AP FACT CHECK: No, Trump didn't invent 'prime the pump'

President Donald Trump took credit in an interview for coining the phrase "prime the pump," seemingly unaware that it was popularized during the Great Depression more than 80 years ago and has been used frequently ever since.

"I came up with it a couple of days ago and I thought it was good," Trump told "The Economist" magazine in an interview published Thursday. The interviewers refrained from correcting the president about a well-worn metaphor for generating faster growth.

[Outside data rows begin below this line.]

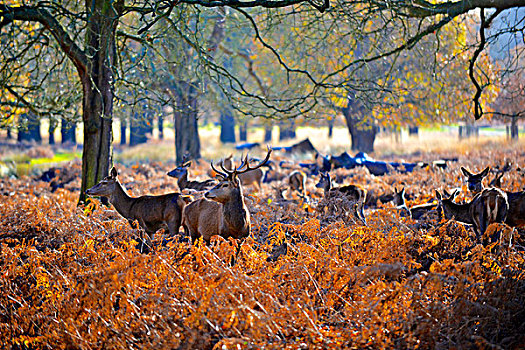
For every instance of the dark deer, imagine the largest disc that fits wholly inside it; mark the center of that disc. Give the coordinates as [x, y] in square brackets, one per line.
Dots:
[151, 212]
[181, 173]
[223, 210]
[351, 192]
[487, 207]
[516, 200]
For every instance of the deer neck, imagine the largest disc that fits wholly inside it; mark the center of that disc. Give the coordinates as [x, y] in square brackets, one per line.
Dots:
[182, 181]
[461, 212]
[121, 201]
[235, 214]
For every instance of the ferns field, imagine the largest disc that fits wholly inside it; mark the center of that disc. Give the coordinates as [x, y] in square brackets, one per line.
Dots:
[307, 277]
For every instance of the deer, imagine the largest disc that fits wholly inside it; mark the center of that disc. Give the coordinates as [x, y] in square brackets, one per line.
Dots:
[516, 200]
[488, 206]
[351, 192]
[223, 210]
[251, 177]
[297, 182]
[181, 173]
[151, 212]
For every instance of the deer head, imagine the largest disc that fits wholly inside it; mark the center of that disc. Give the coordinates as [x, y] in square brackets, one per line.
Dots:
[106, 187]
[475, 180]
[230, 186]
[181, 170]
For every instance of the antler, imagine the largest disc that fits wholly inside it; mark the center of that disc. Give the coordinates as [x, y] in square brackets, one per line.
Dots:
[220, 173]
[246, 163]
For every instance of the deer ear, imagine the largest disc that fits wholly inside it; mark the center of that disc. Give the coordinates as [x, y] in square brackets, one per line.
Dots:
[466, 172]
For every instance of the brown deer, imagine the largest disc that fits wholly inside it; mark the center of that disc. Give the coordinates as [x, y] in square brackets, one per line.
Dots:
[516, 200]
[475, 180]
[223, 210]
[251, 177]
[487, 207]
[151, 212]
[297, 182]
[351, 192]
[181, 173]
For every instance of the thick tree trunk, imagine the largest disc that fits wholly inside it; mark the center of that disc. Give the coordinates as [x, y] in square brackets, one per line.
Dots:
[68, 132]
[362, 132]
[161, 126]
[268, 133]
[139, 127]
[413, 130]
[52, 128]
[227, 127]
[287, 130]
[123, 128]
[514, 130]
[29, 129]
[243, 131]
[98, 91]
[186, 127]
[331, 127]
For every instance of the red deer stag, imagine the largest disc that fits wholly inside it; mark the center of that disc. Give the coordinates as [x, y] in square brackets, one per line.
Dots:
[487, 207]
[353, 193]
[516, 200]
[151, 212]
[223, 210]
[251, 177]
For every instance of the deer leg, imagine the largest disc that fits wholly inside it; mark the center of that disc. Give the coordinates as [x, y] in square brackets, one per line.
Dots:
[234, 258]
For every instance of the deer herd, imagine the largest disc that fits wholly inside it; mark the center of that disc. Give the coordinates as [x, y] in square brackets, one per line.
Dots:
[222, 209]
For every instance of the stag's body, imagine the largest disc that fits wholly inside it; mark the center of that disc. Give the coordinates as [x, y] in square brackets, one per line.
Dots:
[487, 207]
[151, 212]
[223, 210]
[351, 192]
[181, 174]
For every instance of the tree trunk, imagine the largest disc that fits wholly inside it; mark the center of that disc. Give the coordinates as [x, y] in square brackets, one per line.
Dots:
[287, 130]
[123, 128]
[161, 127]
[68, 132]
[363, 133]
[186, 127]
[52, 128]
[29, 129]
[413, 130]
[268, 133]
[331, 127]
[514, 130]
[243, 131]
[227, 127]
[98, 91]
[139, 127]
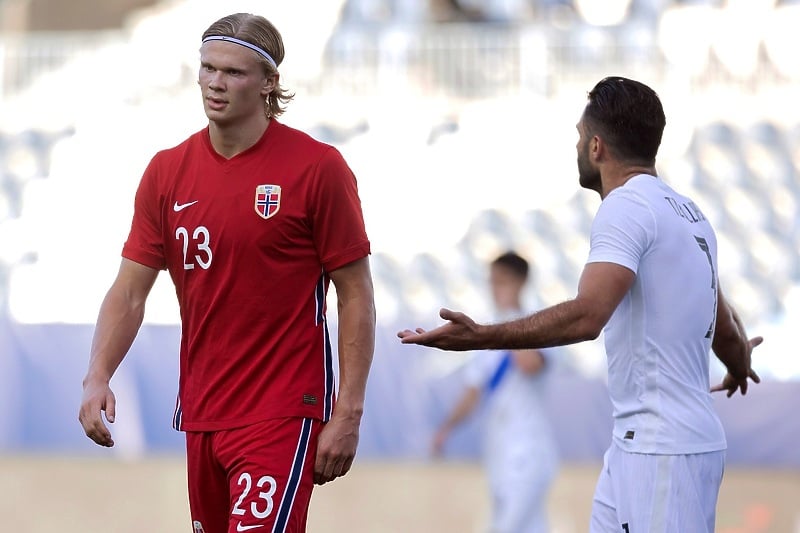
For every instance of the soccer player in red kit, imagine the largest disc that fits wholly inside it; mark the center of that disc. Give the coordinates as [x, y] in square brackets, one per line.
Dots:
[252, 219]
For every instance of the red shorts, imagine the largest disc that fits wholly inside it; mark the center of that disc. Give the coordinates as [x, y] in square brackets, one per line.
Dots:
[255, 478]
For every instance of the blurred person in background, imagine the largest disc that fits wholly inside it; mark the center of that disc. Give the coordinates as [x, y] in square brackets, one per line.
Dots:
[519, 453]
[651, 286]
[252, 219]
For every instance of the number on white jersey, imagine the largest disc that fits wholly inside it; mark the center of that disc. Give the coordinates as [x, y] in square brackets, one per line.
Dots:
[704, 246]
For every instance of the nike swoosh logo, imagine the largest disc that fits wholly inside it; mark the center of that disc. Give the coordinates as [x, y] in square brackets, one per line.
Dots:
[179, 207]
[240, 527]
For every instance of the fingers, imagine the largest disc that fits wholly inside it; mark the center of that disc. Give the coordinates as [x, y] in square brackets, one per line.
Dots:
[328, 468]
[111, 408]
[91, 417]
[408, 333]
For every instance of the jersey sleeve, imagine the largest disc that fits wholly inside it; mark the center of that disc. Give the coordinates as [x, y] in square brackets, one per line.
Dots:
[145, 244]
[337, 220]
[622, 231]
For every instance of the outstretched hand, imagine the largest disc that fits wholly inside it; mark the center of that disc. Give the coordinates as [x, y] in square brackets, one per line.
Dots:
[732, 384]
[461, 333]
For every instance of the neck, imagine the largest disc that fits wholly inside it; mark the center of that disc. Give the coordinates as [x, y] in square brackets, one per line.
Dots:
[619, 175]
[231, 139]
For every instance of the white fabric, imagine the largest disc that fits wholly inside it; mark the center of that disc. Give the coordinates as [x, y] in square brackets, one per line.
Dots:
[658, 339]
[645, 493]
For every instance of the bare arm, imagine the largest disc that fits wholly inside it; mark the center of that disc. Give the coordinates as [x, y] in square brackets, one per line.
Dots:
[339, 439]
[733, 348]
[120, 317]
[601, 289]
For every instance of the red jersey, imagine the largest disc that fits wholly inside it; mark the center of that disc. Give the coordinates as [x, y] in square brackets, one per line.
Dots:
[248, 242]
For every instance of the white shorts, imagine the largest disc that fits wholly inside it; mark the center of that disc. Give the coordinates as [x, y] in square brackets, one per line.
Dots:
[645, 493]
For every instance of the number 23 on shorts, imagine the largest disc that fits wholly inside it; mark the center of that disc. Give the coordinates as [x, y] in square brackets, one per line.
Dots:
[262, 502]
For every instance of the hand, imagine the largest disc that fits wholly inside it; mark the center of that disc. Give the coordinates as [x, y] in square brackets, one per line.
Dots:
[731, 383]
[459, 334]
[336, 449]
[97, 397]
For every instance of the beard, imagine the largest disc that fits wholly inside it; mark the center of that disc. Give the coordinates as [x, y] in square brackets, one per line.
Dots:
[588, 176]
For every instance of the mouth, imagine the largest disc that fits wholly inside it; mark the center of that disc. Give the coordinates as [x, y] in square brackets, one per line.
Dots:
[215, 102]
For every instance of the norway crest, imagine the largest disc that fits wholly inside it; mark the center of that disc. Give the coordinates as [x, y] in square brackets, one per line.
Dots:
[268, 200]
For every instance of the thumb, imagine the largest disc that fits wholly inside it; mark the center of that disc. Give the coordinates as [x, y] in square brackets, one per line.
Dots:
[111, 407]
[447, 314]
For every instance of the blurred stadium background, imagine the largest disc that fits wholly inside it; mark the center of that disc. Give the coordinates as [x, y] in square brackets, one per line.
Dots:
[457, 117]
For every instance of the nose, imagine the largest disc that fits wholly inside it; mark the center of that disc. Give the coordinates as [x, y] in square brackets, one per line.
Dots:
[215, 81]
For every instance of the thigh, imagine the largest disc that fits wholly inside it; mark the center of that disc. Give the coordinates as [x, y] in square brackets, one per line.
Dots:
[604, 508]
[208, 485]
[660, 493]
[270, 469]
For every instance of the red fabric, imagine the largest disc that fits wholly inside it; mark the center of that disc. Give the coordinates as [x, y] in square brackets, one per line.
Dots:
[251, 289]
[252, 477]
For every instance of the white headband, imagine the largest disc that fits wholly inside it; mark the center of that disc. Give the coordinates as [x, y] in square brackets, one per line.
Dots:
[242, 43]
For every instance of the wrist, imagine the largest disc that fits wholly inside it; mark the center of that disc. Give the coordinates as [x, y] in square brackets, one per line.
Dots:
[96, 378]
[347, 410]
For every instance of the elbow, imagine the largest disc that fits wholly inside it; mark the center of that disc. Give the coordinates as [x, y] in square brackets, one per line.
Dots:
[590, 327]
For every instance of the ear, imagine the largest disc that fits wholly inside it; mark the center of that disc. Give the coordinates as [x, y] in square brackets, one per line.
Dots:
[597, 148]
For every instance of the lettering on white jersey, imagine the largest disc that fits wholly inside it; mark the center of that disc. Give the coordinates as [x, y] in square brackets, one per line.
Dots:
[688, 210]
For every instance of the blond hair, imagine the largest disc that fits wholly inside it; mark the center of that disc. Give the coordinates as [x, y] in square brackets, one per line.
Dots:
[260, 32]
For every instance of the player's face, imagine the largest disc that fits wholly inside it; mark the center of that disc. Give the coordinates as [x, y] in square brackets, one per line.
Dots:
[588, 175]
[232, 82]
[506, 287]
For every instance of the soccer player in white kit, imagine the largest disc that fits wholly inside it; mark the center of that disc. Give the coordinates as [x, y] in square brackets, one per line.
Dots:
[519, 449]
[651, 285]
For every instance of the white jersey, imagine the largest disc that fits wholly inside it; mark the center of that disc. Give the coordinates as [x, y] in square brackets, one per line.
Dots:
[658, 340]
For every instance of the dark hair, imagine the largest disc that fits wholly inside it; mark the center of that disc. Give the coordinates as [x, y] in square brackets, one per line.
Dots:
[628, 116]
[514, 262]
[257, 30]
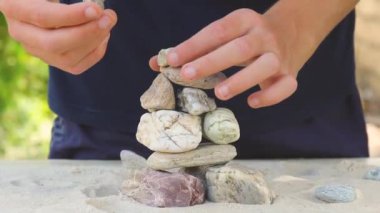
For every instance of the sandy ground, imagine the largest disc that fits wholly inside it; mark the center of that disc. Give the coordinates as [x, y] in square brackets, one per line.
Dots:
[93, 186]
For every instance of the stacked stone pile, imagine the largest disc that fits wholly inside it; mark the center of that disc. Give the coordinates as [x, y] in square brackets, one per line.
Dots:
[191, 141]
[176, 136]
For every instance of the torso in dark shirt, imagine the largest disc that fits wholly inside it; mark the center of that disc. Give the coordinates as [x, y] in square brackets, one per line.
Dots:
[322, 119]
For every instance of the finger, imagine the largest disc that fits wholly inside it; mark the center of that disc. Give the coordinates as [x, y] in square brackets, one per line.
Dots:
[51, 15]
[66, 62]
[153, 64]
[277, 92]
[217, 33]
[90, 60]
[63, 39]
[264, 67]
[233, 53]
[77, 55]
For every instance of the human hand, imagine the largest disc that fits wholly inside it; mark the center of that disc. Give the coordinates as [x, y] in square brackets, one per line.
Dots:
[247, 38]
[70, 37]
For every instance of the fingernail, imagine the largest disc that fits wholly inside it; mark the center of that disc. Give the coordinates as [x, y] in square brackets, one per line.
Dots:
[173, 58]
[90, 12]
[254, 102]
[224, 91]
[189, 72]
[104, 22]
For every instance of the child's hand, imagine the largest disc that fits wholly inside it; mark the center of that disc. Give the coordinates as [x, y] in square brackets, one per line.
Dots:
[70, 37]
[273, 47]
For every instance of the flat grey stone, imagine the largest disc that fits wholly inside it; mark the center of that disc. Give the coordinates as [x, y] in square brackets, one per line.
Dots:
[237, 184]
[205, 154]
[98, 2]
[195, 101]
[159, 96]
[220, 126]
[164, 189]
[173, 74]
[373, 174]
[335, 193]
[169, 131]
[131, 160]
[162, 57]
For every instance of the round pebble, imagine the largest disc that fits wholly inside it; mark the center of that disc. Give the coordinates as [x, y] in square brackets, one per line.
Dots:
[373, 174]
[335, 193]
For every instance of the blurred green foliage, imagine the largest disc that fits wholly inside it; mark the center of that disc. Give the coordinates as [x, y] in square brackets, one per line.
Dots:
[25, 119]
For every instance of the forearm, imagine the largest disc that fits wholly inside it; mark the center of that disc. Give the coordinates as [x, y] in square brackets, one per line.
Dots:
[308, 22]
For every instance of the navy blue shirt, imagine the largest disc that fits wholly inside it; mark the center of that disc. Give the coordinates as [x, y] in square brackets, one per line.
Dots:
[322, 119]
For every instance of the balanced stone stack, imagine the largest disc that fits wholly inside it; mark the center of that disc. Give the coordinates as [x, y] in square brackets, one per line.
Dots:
[196, 140]
[176, 136]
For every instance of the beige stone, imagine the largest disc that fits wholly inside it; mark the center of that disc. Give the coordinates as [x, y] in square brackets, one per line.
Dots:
[237, 184]
[205, 154]
[169, 131]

It's another goof by a president with a careless grasp of U.S. history. Trump recently suggested that Andrew Jackson could have somehow prevented the Civil War, even though the two-term Democrat owned slaves and died nearly 16 years before the war started in 1861. He's also theorized that most people are surprised to learn Abraham Lincoln was a Republican and spoken of 19th century abolitionist Frederick Douglass as someone "who's done an amazing job," as if he might still be alive.

The Merriam-Webster dictionary people quickly tweeted that the phrase "priming the pump" has been around since the early 1800s.

Literally, it's about pouring water into a pump to allow it to create suction. The phrase was commonly used by mining publications during the 1920s, but it took on new significance after the economy cratered during the Great Depression.

By 1933, President Franklin D. Roosevelt had promoted the idea of flushing money into the economy in order to stimulate stronger growth with his New Deal policies. The notion of priming the pump is associated with the British economist John Maynard Keynes, who theorized that a government could spur a recovery from a downturn with deficit spending.

The policies rankled Roosevelt's predecessor, Herbert Hoover, after FDR took office. "One of the ideas in these spendings is to prime the economic pump," Hoover said in a 1935 speech. "We might abandon this idea also, for it dries up the well of enterprise."

For Trump, the idea is that cutting taxes would inject more money into the economy. The government would run higher deficits to fund the tax cuts, but they would generate faster growth that would at some point reduce the size of the deficits. The administration has yet to present exact numbers to measure the impact its tax plan would have on the economy, but a survey of leading academic economists by the University of Chicago found that none believed the growth would be sufficient for the tax cuts to pay for themselves.